14. Mercure et Apollon

Mercure
D'où te vient cet air triste, Apollon ?

Apollon
C'est, Mercure, que je suis bien malheureux en amours !

Mercure
Juste sujet de tristesse, en effet. Mais quel est le motif de ton malheur ? Daphhé cause-t-elle encore tes peines ?

Apollon
Non : je regrette le Lacédémonien fils d'Oebalus.

Mercure
Hyacinthe est donc mort, dis-moi ?

Apollon
Hélas ! oui.

Mercure
Et qui l'a tué, Apollon ? Qui peut avoir eu le coeur assez dur pour tuer un aussi joli garçon ?

Apollon
C'est moi qui ai commis ce meurtre.

Mercure
Etais-tu donc fou ?

Apollon
Non ; ce malheur est involontaire.

Mercure
Comment cela ? le désire entendre le récit de cette aventure.

Apollon
Il apprenait à lancer le disque, et je le lançais avec lui, lorsque Zéphyre, le pire des vents, qui depuis longtemps aimait Hyacinthe, mais en était méprisé, outré de ce mépris, profite du moment où, selon l'ordinaire, je jetais le disque en l'air, se met à souffler du mont Taygète et dirige le disque sur la tête du pauvre enfant : le coup fait jaillir le sang en abondance, et l'enfant expire sur-le-champ.
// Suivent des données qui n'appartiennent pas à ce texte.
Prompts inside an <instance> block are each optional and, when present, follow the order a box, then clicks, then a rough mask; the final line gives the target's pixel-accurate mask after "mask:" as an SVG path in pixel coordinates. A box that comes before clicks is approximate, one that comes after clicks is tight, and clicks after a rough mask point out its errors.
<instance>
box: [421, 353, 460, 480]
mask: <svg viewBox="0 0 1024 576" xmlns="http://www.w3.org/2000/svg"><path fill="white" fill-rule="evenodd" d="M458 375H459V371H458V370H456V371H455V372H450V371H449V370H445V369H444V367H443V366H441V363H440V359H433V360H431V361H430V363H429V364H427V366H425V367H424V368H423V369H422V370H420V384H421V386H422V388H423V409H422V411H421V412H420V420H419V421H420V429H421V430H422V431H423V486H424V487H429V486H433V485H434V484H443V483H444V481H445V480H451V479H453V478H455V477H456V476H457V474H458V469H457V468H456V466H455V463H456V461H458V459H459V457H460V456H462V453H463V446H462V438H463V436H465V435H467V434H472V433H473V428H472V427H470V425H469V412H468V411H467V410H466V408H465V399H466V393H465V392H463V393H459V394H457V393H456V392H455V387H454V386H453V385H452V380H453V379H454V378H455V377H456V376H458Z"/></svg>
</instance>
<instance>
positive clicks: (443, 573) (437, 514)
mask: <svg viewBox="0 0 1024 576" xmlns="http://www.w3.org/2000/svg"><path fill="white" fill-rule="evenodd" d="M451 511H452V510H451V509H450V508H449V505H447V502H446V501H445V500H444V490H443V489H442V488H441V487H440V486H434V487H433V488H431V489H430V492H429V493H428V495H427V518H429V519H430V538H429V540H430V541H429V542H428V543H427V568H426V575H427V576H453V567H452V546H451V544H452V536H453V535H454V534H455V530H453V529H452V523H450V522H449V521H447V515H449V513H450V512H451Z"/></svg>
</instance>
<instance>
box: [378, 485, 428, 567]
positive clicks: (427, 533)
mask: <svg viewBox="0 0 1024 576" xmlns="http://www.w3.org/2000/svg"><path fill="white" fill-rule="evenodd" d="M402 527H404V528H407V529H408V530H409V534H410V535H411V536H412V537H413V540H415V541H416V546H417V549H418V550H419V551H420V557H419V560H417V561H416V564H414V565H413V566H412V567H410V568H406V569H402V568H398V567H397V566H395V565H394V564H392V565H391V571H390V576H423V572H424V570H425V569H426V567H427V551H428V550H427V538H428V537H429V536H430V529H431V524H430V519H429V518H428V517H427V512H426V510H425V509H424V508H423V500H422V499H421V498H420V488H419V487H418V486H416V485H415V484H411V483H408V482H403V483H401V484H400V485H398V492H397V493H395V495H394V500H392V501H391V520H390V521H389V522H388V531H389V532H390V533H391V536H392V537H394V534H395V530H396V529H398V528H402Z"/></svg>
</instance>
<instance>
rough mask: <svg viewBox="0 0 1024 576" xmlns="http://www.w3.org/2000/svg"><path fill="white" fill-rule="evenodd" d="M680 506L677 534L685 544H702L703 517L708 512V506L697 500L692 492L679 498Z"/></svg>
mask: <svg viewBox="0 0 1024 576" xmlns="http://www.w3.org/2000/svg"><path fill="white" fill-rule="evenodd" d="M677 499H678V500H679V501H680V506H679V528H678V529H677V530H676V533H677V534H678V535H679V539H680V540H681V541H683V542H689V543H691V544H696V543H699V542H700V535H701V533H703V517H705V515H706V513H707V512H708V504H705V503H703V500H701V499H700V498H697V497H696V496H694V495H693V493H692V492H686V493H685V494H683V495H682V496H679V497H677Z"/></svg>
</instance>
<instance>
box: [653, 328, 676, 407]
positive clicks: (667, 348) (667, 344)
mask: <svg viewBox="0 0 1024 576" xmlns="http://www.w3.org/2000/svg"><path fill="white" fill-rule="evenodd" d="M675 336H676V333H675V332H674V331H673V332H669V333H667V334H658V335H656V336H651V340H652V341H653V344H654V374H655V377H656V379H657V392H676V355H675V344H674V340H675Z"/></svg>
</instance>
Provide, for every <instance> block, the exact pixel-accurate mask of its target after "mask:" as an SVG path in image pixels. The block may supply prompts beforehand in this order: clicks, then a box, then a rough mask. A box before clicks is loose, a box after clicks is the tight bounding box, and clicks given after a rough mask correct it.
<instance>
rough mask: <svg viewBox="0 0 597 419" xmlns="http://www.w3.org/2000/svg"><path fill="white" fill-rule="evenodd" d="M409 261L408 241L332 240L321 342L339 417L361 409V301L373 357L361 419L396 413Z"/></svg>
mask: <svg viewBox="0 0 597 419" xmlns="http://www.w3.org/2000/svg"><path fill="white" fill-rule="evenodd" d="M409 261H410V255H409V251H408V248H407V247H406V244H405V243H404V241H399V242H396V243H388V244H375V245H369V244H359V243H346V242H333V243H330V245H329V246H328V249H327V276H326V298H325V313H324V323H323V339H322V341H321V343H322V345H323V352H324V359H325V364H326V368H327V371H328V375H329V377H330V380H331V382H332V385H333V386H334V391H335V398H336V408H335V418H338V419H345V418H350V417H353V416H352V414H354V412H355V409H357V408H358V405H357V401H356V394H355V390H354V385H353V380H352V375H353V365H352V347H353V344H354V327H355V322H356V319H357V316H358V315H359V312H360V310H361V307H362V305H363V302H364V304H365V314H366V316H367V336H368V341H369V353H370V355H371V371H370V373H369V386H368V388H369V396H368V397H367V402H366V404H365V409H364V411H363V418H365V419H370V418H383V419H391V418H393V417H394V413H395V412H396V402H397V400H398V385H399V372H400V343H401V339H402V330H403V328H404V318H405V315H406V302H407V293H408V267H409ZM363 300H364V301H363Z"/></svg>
Je me suis vengé de Zéphyre en le poursuivant à coups de flèches, tandis qu'il fuyait vers la montagne : j'ai élevé au jeune garçon un tombeau à Amyclée, au lieu même où le disque l'a frappé, et de son sang j'ai fait produire à la terre la plus agréable, Mercure, et la plus charmante des fleurs, ornée de lettres qui témoignent mes regrets de cette mort. Ma douleur maintenant te semble-t-elle déraisonnable ?

Mercure
Oui, Apollon ; car tu savais bien que l'objet de ta tendresse était mortel ; ne te chagrine donc pas de sa mort.